Raise alarm on corruption to save SA

06 July 2020 - 07:43
By Sowetan
Raise alarm on corruption to save SA the writer says.
Image: bakhtiarzein / 123RF Stock Photo Raise alarm on corruption to save SA the writer says.

It is highly likely that had the invoices not surfaced on social media, there would be no investigation into how the OR Tambo municipality in the Eastern Cape was billed a ridiculous R4.8m for a door-to-door Covid-19 screening campaign.

On Friday leaked documents surfaced showing Phathilizwi Training Institution invoiced the district municipality about R3m on May 21 and days later, a further R1.8m. The company had been contracted to conduct a community outreach campaign, teaching people about Covid-19.

The bill was charged for each person they had supposedly spoken to, a number they claimed to be 6,400 people.

Only, according to the Sunday Times, some of those listed as having been reached, said this never happened.

There are several questions to be answered here, including how their names got onto the list and whether this awareness campaign was actually ever done.

Most important is what compelled that cash-strapped municipality to contract a company to carry out such a campaign, especially during the lockdown.
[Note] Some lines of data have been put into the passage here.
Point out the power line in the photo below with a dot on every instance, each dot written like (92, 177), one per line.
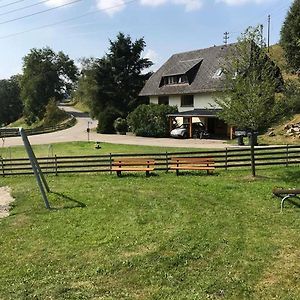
(24, 7)
(39, 12)
(66, 20)
(11, 3)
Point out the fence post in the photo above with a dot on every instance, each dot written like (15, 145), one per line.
(226, 158)
(110, 163)
(167, 161)
(55, 157)
(2, 164)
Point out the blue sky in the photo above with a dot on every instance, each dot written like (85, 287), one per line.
(168, 26)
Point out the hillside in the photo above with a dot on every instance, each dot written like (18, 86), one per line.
(277, 55)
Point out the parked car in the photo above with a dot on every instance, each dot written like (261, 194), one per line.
(198, 131)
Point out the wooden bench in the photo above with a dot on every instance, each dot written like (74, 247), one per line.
(285, 194)
(192, 163)
(133, 165)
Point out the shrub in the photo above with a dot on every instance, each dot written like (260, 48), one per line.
(53, 114)
(120, 125)
(151, 120)
(106, 120)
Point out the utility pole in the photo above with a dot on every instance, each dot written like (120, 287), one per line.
(261, 35)
(226, 38)
(269, 25)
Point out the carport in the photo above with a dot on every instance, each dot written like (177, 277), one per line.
(214, 125)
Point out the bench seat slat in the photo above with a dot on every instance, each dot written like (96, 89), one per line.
(191, 168)
(131, 169)
(133, 163)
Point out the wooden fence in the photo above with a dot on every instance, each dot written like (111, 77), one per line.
(226, 158)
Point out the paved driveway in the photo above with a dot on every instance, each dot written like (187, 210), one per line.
(79, 133)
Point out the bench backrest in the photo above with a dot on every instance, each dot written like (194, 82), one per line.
(192, 160)
(133, 162)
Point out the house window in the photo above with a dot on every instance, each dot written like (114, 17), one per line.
(218, 73)
(176, 79)
(187, 100)
(163, 100)
(182, 79)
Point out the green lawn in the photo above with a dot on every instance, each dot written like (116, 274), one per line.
(164, 237)
(84, 148)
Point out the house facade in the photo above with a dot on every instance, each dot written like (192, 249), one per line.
(191, 80)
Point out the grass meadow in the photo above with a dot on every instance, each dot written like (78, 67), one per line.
(83, 148)
(164, 237)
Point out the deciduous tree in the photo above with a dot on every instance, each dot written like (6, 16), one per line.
(46, 75)
(110, 85)
(251, 81)
(11, 105)
(290, 37)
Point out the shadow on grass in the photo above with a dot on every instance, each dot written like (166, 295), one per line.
(74, 203)
(136, 175)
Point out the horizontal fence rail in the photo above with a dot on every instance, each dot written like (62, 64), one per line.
(225, 159)
(12, 132)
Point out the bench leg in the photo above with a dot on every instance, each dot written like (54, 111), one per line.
(287, 197)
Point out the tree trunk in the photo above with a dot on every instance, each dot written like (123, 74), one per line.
(252, 153)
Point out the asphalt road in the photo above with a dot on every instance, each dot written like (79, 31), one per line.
(79, 133)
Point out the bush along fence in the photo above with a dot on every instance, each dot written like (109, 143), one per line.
(39, 130)
(225, 159)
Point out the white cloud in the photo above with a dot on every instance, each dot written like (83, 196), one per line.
(240, 2)
(110, 7)
(190, 5)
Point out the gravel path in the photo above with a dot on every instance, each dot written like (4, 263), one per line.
(79, 133)
(5, 200)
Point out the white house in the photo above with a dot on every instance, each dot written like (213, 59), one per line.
(190, 80)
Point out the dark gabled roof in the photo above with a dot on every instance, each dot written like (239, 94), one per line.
(210, 60)
(197, 113)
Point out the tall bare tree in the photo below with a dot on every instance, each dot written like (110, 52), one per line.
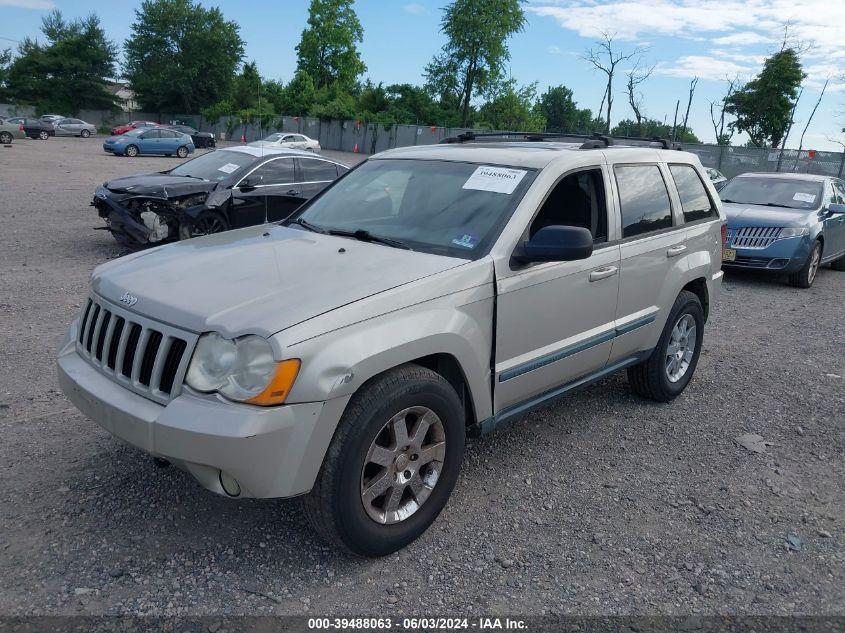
(605, 59)
(636, 76)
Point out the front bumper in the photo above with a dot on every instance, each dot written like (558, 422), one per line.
(784, 256)
(269, 451)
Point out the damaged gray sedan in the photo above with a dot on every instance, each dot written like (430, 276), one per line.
(220, 190)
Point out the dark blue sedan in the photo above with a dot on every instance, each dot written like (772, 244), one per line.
(785, 223)
(150, 141)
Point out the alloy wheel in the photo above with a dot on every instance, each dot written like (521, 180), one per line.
(403, 465)
(681, 348)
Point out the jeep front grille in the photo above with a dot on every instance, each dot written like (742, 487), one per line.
(755, 236)
(147, 357)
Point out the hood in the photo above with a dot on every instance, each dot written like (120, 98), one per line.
(159, 185)
(740, 215)
(259, 280)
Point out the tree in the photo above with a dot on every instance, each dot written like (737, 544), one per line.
(328, 49)
(181, 56)
(472, 60)
(604, 59)
(762, 107)
(562, 114)
(70, 71)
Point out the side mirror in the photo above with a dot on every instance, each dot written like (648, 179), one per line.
(556, 244)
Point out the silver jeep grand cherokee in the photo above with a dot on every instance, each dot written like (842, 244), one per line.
(430, 293)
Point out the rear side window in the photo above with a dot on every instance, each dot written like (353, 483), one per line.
(643, 198)
(317, 170)
(695, 202)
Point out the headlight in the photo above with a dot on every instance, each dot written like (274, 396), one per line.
(241, 369)
(793, 232)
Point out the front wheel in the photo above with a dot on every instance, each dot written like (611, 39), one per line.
(206, 223)
(392, 464)
(805, 277)
(669, 368)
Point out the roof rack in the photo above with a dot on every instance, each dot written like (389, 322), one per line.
(588, 141)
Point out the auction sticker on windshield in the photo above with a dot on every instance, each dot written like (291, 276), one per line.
(495, 179)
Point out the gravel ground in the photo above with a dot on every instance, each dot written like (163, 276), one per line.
(602, 504)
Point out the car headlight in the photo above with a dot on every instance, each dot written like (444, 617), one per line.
(241, 369)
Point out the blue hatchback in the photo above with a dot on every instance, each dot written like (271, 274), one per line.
(785, 223)
(150, 141)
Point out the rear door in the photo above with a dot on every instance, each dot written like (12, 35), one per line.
(652, 265)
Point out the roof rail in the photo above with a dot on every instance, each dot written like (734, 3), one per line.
(588, 141)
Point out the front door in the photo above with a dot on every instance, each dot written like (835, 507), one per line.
(555, 321)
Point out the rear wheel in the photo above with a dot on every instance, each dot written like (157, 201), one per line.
(392, 463)
(805, 277)
(205, 223)
(669, 368)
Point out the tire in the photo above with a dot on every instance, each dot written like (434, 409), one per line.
(655, 378)
(337, 508)
(206, 223)
(805, 277)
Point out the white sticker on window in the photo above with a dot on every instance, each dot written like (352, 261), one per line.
(228, 168)
(495, 179)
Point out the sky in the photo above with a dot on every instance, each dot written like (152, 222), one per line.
(710, 39)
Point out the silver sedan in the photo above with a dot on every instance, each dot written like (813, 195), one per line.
(74, 127)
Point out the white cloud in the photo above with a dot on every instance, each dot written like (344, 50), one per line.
(416, 9)
(28, 4)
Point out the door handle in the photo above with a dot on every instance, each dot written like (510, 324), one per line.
(603, 273)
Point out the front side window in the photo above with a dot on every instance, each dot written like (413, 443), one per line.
(643, 198)
(790, 193)
(577, 200)
(441, 207)
(695, 202)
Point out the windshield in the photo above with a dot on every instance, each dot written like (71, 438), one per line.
(441, 207)
(775, 192)
(218, 165)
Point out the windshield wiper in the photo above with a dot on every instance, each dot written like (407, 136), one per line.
(307, 225)
(365, 236)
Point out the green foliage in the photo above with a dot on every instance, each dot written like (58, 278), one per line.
(653, 128)
(328, 49)
(513, 108)
(181, 56)
(763, 106)
(472, 60)
(67, 73)
(562, 114)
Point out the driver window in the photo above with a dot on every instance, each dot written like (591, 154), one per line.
(577, 200)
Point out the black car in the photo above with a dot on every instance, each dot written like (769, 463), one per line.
(34, 128)
(220, 190)
(200, 139)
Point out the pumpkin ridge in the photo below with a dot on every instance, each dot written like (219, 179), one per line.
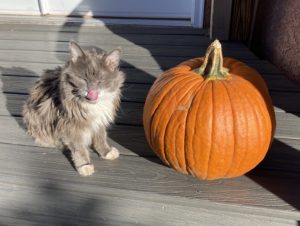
(186, 120)
(171, 117)
(234, 130)
(260, 122)
(154, 108)
(258, 135)
(212, 129)
(167, 96)
(245, 113)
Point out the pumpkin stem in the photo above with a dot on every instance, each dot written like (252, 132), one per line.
(212, 67)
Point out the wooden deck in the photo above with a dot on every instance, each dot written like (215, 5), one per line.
(38, 186)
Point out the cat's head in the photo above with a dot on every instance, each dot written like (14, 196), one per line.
(90, 75)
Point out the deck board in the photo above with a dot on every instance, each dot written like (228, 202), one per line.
(38, 184)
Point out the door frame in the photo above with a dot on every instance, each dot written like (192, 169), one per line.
(196, 18)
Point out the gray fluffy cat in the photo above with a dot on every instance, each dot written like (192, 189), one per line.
(71, 106)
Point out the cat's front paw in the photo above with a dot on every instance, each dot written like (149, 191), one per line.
(86, 170)
(112, 154)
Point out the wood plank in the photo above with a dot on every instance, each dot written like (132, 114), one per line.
(132, 174)
(53, 48)
(115, 208)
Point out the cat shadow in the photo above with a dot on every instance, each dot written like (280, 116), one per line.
(62, 207)
(16, 83)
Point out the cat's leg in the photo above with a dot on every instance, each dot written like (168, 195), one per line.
(81, 159)
(101, 146)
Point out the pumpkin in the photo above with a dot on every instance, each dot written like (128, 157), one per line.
(210, 117)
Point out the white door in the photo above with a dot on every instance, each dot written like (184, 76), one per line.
(172, 10)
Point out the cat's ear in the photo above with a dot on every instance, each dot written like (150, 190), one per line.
(76, 51)
(112, 59)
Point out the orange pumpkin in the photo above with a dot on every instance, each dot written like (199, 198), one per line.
(209, 117)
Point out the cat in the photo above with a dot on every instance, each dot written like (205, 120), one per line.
(72, 106)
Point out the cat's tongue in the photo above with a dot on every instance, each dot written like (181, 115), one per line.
(92, 95)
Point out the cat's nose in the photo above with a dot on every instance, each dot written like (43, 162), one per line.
(92, 94)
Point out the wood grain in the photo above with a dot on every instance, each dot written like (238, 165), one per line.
(38, 186)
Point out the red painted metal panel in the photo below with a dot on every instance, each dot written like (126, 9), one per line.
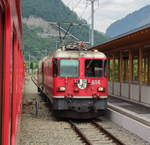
(6, 91)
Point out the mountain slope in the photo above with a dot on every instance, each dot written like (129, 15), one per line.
(55, 10)
(130, 22)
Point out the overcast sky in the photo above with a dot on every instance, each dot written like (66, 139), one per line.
(107, 11)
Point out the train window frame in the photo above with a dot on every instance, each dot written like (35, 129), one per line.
(78, 67)
(102, 74)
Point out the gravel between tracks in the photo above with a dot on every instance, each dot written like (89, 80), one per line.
(46, 130)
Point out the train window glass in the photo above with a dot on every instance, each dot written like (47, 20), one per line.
(69, 67)
(105, 68)
(93, 68)
(55, 67)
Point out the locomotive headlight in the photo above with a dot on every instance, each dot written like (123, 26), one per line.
(100, 89)
(61, 89)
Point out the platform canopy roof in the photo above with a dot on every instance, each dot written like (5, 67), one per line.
(132, 40)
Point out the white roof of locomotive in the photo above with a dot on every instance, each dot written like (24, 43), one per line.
(73, 54)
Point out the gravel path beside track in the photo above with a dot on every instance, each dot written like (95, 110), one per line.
(46, 130)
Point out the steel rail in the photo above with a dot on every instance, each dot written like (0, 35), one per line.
(110, 135)
(79, 133)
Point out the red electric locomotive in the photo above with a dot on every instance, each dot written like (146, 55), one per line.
(75, 82)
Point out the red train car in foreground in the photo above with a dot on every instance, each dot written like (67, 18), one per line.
(75, 82)
(11, 70)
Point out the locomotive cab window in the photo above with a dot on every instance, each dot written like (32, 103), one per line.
(69, 67)
(94, 68)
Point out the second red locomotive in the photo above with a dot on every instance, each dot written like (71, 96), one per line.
(75, 82)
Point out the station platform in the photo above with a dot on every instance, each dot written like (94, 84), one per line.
(135, 111)
(131, 116)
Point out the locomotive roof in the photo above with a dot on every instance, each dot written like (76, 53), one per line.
(83, 54)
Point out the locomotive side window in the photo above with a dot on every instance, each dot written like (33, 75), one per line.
(69, 67)
(94, 68)
(56, 67)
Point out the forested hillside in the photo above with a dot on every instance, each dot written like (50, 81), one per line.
(55, 11)
(130, 22)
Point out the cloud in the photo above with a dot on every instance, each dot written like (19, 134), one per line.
(107, 11)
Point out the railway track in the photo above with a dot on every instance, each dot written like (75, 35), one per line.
(94, 134)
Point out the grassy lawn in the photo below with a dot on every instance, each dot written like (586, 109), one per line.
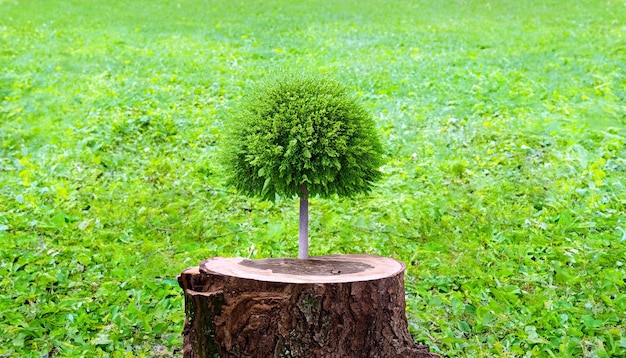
(503, 191)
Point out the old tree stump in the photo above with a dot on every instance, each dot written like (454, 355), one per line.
(327, 306)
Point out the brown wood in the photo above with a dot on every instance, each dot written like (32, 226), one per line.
(326, 306)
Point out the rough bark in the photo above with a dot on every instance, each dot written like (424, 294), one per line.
(329, 306)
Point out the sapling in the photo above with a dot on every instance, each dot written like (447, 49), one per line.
(302, 136)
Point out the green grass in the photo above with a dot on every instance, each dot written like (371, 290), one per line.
(505, 129)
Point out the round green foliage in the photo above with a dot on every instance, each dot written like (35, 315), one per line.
(302, 132)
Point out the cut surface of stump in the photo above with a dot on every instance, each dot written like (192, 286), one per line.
(326, 306)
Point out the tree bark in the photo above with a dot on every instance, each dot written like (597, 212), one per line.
(328, 306)
(303, 232)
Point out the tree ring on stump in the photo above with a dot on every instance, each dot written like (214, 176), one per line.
(321, 269)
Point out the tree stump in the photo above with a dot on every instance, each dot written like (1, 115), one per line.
(327, 306)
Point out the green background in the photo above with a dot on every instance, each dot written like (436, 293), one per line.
(503, 189)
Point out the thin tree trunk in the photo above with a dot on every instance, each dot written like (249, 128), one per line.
(303, 234)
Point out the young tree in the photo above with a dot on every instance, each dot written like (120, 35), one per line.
(304, 136)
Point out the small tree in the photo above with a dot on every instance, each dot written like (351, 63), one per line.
(302, 135)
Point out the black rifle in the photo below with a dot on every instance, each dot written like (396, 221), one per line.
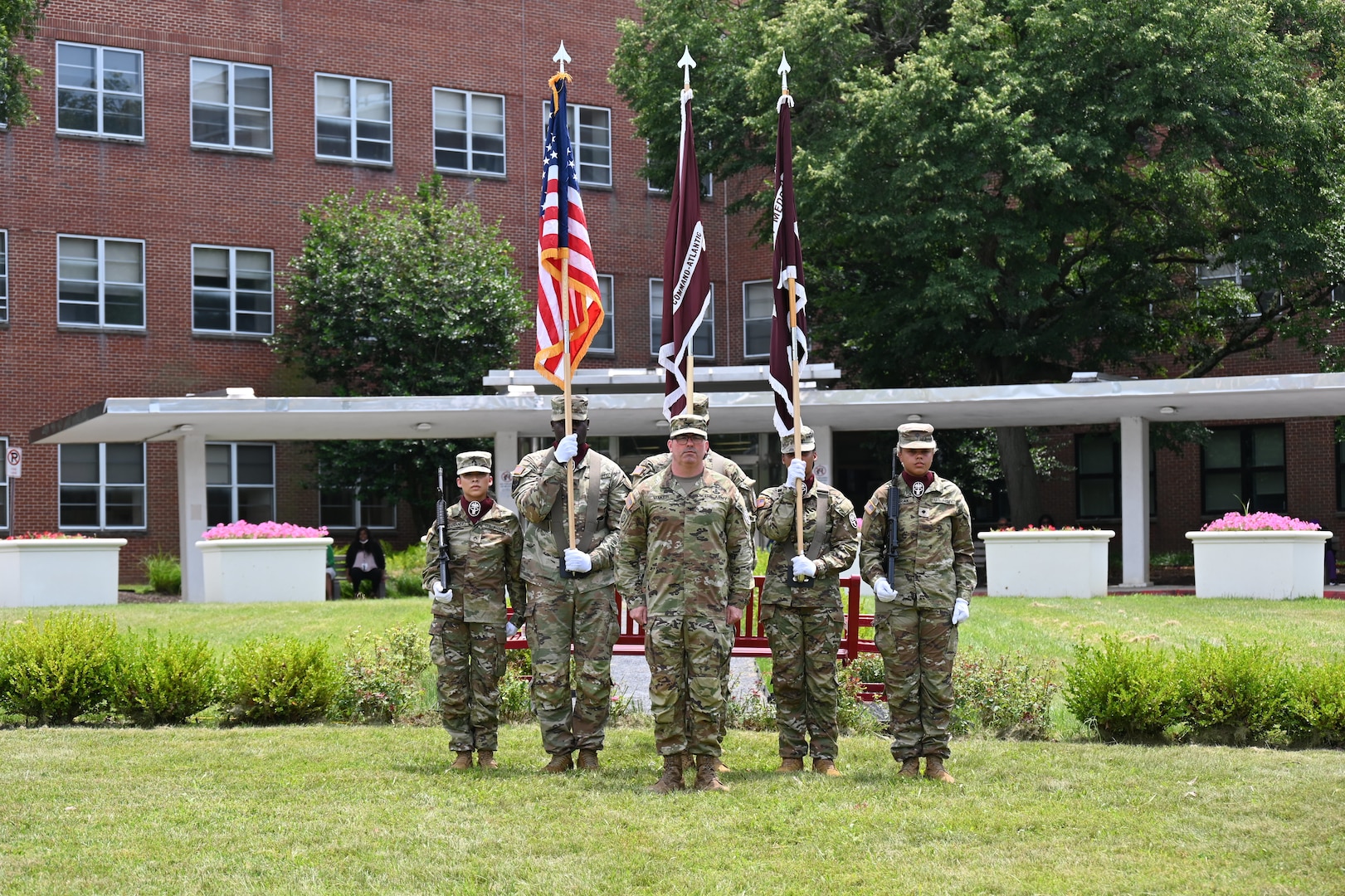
(441, 523)
(894, 501)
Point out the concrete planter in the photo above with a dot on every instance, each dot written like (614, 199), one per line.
(242, 571)
(1046, 564)
(49, 572)
(1271, 564)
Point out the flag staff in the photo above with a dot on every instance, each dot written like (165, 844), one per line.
(567, 373)
(794, 354)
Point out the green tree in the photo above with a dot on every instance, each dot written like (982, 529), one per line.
(19, 19)
(1001, 192)
(398, 295)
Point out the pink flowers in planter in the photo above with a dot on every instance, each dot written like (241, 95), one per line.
(270, 529)
(1262, 521)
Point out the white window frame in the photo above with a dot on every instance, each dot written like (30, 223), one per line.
(607, 288)
(468, 104)
(706, 330)
(233, 486)
(100, 92)
(103, 284)
(749, 320)
(233, 106)
(103, 486)
(233, 292)
(351, 85)
(577, 144)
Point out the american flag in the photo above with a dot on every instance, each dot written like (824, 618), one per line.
(686, 280)
(564, 234)
(786, 263)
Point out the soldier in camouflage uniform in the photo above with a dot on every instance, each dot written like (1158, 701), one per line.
(918, 614)
(685, 564)
(803, 625)
(747, 487)
(468, 629)
(571, 595)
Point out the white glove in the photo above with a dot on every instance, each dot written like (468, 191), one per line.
(567, 448)
(577, 562)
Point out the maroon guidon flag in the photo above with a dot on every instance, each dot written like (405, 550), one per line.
(786, 263)
(686, 281)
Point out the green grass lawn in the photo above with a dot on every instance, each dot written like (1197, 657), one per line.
(329, 809)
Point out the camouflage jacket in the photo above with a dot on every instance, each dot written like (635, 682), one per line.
(935, 562)
(483, 558)
(685, 554)
(539, 489)
(775, 519)
(716, 462)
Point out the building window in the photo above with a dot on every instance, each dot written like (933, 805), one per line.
(354, 119)
(468, 132)
(591, 136)
(606, 338)
(702, 344)
(758, 309)
(103, 486)
(100, 90)
(344, 509)
(231, 290)
(240, 482)
(231, 105)
(1245, 465)
(100, 283)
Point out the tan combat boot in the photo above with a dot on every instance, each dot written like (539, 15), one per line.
(825, 767)
(935, 772)
(560, 764)
(671, 777)
(705, 775)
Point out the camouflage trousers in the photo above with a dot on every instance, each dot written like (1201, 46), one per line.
(688, 666)
(556, 619)
(918, 650)
(803, 677)
(471, 661)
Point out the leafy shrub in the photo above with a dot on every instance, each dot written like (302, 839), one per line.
(163, 682)
(1006, 697)
(53, 672)
(164, 572)
(1123, 692)
(279, 679)
(379, 675)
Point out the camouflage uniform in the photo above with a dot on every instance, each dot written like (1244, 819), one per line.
(564, 611)
(915, 632)
(467, 632)
(686, 558)
(805, 626)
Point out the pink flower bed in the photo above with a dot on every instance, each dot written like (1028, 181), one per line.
(270, 529)
(1258, 523)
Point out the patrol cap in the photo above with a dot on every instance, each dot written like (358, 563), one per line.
(915, 436)
(474, 462)
(805, 436)
(689, 426)
(578, 407)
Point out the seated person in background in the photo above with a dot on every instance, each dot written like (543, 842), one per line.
(365, 562)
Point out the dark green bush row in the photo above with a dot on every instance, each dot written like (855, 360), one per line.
(1235, 694)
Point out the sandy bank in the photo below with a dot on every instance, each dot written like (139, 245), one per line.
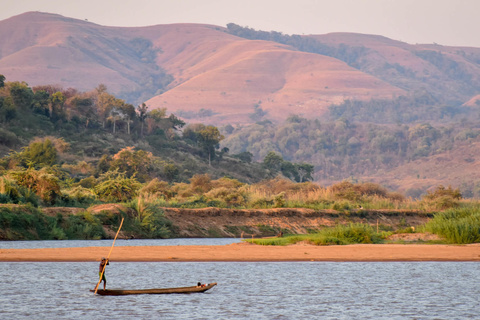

Equally curious is how Phathilizwi arrived at such exorbitant charges for work supposedly done over four days? Against what benchmark was its pricing?

The answers to all these perhaps lie in the reality that Covid-19 is both a health pandemic and an opportunity for those constantly seeking to loot the state.

This behaviour is not new in Eastern Cape, where the Mandela funeral scandal stands among the ugliest examples. The global period of mourning for Madiba, which turned into a looting frenzy by shameless officials and politicians, taught us as much.

It is also not a phenomenon unique to that province but has become normalised practice for municipalities and government departments across the land.

Throughout the country we are likely to be confronted with the reality of large scale corruption involving funds meant to assist poor communities during this period. This is why whistleblowing - and an efficient criminal justice system - is so crucial to our fight against corruption.

Malfeasance thrives when its witnesses look the other way.